Fig. 3. PTMs in different complex and monomer fractions of the proteasome.

a Size exclusion chromatography (SEC) profiles of proteasomal subunits in RPMI8226 cells upon proteasome inhibition (n = 1 biological replicate, see Supplementary Fig. 7 for an additional HeLa cell replicate). The upper and middle panel show profiles from control (Ctrl) and Bortezomib (BTZ)-treated cells (1 µM, 16 h), respectively. The lower panel displays changes upon proteasome inhibition as log2 ratios. Fractions containing proteasome complexes are indicated based on extrapolation of lower molecular weight markers (mixed: 20 S + 19 S + 11 S or 20 S + 19 S + PA200). b Tukey-boxplots of log10 $\mathrm{K}$ values or log2 $\mathrm{N}/\mathrm{P}$ ratios for selected proteasomal subunits and modification sites (box borders: 1st and 3rd quartile; lines in boxes: medians; whiskers: ranging to greatest value within 1.5× interquartile range; dots: replicate measurements; dashed line: median of protein $\mathrm{N}/\mathrm{P}$; *: significantly different turnover to protein or unmodified counterpart).
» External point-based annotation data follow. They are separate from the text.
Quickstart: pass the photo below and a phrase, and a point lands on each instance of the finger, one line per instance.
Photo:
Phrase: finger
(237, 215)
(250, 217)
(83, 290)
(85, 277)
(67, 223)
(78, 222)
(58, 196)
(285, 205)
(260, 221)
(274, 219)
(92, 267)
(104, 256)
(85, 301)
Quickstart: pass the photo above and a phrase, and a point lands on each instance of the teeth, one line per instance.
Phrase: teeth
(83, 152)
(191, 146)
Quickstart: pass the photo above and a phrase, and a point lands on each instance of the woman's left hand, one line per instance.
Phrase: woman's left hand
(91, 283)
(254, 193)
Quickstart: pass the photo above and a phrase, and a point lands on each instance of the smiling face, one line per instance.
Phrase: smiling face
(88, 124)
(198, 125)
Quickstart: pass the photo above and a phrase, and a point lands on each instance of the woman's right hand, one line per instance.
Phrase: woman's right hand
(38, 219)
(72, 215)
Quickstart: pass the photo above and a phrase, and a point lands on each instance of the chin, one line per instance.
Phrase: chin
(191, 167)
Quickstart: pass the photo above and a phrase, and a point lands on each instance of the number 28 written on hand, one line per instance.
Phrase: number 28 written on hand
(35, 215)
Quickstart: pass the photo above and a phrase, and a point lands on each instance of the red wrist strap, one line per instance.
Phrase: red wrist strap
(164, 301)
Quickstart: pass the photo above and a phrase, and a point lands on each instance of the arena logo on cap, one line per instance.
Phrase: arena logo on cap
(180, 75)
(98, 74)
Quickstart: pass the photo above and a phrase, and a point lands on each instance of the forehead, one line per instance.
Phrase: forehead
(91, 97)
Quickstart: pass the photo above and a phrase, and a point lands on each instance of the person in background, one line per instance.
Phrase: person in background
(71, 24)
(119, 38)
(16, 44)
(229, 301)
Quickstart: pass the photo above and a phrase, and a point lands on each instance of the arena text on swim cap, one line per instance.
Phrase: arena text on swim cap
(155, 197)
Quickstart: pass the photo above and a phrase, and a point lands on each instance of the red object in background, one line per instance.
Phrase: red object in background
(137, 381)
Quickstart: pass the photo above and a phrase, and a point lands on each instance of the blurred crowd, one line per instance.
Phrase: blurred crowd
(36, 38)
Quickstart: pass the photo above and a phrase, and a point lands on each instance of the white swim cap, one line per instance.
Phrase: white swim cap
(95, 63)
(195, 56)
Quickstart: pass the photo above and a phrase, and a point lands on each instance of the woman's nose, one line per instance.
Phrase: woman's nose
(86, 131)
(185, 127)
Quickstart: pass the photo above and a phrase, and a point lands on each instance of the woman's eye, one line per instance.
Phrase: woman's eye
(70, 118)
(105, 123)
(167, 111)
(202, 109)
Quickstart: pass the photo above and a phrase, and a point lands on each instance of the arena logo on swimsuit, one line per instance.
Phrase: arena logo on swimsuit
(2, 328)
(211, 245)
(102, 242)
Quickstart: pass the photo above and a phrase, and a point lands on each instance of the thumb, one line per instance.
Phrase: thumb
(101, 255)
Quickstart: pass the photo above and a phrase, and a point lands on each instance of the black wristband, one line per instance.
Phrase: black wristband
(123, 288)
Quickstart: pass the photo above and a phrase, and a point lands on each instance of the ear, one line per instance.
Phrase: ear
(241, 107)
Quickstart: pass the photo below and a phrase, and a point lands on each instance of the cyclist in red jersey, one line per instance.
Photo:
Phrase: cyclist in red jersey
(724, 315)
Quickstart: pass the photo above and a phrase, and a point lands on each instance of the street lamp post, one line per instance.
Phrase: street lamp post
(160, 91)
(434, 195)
Boxplots are based on n = 4 cell culture replicates, except for PSMD1_ac-K838 (n = 2). For PSMA5 boxplots, the number of peptides and spectra varies for each replicate and can be retrieved from Supplementary Data 1. c SEC profiles for proteins, modified and unmodified sites displayed in panel b with and without proteasome inhibition (n = 1 biological replicate, see Supplementary Fig. 7 for an additional HeLa cell replicate). Peptide profiles were acquired via targeted parallel-reaction monitoring assays using pooled SEC fractions, while protein intensities from whole proteome measurements were combined in silico for every three adjacent fractions. d Clash of phosphorylated PSMA5 S56 with PSMA7 W156 within the α-ring of the proteasome (PDB 5LE5²⁷). The PyMol plugin PyTMs was used to add the phospho-group to the serine residue. Source data are provided as a Source Data file.